Rebecca Bird’s quietly unsettling works use the vocabulary of traditional painting to situate the current moment in a historical timeline.  She paints intimate domestic scenes as microcosms to examine subjectivity and relationships between self, humanity and nature.  For Bird, the studio is a lens that condenses a wide range of research and experience into a single focal point.

Her major public works include “Intent & Assembly” a monumental site-specific painting celebrating immunotherapy research for the lobby of Seattle Children’s Research Institute and “Cycle” a hand painted video project about water, permanently installed at Seattle Tacoma International Airport, scheduled to open in Spring of 2026.
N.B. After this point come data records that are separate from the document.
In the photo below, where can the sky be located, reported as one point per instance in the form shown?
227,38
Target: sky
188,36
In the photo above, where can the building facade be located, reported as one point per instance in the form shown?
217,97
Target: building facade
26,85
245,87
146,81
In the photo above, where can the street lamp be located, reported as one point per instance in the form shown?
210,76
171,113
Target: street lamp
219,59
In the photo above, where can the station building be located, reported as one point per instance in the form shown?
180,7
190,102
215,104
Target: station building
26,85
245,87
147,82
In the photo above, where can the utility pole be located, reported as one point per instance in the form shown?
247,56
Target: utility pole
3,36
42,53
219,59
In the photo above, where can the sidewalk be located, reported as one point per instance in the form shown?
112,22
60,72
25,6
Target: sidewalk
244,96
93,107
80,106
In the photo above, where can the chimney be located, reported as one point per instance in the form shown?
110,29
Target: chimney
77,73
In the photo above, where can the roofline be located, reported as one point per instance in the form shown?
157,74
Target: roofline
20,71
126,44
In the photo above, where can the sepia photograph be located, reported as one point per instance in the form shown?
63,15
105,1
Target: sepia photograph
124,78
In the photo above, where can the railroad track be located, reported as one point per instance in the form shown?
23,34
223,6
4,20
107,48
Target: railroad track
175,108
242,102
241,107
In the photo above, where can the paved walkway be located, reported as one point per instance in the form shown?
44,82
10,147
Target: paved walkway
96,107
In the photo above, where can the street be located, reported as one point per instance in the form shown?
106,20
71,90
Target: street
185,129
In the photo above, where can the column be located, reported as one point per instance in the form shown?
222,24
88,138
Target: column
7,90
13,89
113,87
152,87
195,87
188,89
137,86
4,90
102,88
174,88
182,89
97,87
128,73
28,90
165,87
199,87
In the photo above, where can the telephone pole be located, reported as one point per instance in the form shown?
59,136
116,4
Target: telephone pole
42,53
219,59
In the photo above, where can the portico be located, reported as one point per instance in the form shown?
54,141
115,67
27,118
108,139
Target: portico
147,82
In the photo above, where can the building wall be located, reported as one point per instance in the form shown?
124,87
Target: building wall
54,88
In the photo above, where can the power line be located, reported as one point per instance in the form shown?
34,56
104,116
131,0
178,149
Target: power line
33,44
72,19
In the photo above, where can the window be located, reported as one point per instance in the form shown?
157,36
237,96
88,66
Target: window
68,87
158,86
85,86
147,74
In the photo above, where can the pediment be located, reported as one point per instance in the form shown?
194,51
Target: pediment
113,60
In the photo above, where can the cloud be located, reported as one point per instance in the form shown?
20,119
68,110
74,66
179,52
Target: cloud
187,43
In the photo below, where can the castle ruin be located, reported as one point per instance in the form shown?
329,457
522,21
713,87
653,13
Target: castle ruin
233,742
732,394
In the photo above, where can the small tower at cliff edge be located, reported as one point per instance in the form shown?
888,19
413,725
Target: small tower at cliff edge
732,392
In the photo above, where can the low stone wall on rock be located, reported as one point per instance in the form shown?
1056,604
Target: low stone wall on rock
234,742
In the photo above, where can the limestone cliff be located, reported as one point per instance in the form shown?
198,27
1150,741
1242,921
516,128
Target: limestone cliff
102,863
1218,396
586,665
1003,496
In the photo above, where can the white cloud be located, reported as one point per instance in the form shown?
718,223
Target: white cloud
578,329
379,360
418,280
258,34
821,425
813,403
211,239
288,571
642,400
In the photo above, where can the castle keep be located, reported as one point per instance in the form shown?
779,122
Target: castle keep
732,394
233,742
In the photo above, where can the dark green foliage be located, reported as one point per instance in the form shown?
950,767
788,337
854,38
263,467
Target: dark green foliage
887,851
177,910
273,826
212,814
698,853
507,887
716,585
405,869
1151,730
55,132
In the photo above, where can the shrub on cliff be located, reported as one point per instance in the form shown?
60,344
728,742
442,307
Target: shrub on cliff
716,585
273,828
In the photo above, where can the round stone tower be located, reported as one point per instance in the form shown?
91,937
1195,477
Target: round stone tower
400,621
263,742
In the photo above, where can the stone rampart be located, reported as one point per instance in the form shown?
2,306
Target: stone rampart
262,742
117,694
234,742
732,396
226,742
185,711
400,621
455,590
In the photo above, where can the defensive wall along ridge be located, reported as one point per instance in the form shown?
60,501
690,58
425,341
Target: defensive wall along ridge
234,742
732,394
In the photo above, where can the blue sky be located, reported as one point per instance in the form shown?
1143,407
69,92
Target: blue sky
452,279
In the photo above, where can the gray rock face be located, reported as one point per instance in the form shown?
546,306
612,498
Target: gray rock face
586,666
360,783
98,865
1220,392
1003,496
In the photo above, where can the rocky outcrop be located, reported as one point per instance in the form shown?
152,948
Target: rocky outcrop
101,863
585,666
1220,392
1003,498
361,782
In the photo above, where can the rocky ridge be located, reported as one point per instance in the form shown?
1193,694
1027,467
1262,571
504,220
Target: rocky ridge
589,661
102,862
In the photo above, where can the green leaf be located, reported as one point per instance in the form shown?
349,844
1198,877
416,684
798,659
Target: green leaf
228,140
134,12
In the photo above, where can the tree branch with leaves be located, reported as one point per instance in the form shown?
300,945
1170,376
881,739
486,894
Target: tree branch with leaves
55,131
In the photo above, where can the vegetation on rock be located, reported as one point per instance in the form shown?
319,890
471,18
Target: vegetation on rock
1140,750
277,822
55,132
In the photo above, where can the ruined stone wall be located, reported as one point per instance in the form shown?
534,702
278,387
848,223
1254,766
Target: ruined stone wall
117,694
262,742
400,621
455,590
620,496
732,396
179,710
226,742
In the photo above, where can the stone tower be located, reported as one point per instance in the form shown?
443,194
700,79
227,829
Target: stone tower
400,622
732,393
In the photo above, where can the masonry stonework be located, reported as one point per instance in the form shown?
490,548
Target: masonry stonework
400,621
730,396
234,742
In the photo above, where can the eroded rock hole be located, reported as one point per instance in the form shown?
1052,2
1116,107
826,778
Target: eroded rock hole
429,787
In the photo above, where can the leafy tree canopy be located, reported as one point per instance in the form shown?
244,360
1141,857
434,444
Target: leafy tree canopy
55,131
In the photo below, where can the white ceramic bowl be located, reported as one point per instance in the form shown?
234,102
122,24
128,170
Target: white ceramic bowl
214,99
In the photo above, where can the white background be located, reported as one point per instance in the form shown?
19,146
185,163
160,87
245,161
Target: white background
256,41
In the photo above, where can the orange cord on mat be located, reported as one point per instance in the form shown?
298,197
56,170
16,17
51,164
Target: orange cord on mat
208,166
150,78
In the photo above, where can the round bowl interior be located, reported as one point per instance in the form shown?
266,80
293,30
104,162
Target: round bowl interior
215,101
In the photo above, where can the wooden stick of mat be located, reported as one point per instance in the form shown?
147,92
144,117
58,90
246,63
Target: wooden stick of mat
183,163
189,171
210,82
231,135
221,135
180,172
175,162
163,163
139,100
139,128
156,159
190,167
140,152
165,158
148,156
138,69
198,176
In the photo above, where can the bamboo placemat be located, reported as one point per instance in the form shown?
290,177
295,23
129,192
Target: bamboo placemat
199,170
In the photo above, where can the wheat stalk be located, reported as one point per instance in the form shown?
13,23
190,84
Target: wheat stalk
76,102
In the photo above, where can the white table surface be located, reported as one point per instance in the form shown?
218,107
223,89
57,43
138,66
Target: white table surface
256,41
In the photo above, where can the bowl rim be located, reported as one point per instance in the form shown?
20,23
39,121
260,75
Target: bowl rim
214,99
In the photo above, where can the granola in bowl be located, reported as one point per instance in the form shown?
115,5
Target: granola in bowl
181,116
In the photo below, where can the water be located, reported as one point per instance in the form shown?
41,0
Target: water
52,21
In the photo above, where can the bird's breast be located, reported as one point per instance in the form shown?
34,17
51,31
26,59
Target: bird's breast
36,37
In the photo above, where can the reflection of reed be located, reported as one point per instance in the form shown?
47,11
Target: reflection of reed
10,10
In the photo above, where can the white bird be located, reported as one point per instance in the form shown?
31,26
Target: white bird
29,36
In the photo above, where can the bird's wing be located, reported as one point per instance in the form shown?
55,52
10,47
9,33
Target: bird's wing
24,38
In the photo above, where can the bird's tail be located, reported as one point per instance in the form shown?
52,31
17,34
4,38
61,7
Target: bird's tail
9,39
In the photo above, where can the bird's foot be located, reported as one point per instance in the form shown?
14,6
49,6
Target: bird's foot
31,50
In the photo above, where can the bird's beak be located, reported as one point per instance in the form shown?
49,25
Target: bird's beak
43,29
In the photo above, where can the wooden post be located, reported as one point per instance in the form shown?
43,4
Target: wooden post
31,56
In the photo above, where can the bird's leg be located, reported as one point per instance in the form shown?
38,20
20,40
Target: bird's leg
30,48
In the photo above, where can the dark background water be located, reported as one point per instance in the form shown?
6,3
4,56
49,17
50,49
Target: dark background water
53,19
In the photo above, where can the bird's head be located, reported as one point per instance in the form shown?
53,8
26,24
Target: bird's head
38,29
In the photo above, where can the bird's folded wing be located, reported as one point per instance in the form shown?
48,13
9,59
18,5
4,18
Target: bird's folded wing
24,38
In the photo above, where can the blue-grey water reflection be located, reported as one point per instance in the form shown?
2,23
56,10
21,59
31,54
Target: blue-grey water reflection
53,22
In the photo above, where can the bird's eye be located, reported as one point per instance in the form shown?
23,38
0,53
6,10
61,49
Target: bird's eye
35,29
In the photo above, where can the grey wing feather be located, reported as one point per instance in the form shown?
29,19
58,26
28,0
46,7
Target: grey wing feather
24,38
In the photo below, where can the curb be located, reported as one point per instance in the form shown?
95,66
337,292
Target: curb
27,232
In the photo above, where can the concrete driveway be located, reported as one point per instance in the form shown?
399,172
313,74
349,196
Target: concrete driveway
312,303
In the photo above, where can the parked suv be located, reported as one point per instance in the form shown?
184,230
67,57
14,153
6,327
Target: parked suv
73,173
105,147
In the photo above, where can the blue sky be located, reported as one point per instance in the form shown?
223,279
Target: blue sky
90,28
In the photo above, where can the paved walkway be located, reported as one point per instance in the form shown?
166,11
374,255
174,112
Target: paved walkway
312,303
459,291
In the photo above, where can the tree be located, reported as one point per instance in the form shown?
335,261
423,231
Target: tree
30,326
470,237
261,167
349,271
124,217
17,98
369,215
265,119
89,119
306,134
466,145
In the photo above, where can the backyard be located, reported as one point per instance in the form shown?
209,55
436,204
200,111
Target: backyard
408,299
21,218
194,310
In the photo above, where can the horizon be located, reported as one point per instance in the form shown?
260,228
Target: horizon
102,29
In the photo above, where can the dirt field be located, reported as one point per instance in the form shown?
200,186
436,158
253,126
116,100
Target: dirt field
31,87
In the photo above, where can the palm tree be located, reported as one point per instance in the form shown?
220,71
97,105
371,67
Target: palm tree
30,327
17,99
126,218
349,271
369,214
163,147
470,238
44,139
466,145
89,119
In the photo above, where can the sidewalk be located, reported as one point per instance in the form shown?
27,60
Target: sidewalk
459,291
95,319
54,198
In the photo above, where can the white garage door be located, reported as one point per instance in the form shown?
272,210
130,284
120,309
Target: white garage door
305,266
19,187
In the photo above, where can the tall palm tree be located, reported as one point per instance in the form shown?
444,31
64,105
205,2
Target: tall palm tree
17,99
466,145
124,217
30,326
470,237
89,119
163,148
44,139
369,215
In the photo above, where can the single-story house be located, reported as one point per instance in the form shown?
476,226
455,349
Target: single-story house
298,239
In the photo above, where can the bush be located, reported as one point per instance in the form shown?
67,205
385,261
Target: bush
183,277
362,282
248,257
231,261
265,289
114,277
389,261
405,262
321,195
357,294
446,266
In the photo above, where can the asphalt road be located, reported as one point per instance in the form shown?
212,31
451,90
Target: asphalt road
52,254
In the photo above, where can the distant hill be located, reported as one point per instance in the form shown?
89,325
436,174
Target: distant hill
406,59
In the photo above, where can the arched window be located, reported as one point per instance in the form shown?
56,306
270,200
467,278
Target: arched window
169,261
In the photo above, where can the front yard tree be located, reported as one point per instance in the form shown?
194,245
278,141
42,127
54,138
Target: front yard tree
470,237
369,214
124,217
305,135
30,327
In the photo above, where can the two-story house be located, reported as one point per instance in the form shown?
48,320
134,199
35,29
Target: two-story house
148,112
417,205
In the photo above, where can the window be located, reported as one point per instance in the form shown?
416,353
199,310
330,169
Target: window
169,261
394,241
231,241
Bird’s works are held in private and public collections including the Museum of Modern Art in New York.  She is the recipient of numerous awards including a 2023 Gottlieb Individual Support Grant.  Her work has appeared in the Paris Review, Harper’s Magazine, Artforum.com and the New York Times.  

Rebecca Bird received her BFA from the Cooper Union in having attended the Yale Summer School.  She was a Fulbright Fellow to Japan researching Nihonga (traditional Japanese painting).  She has worked as an archeological illustrator for the Metropolitan Museum on site in Dashur, Egypt.  Originally from Seattle, Bird lives and works in Brooklyn, New York.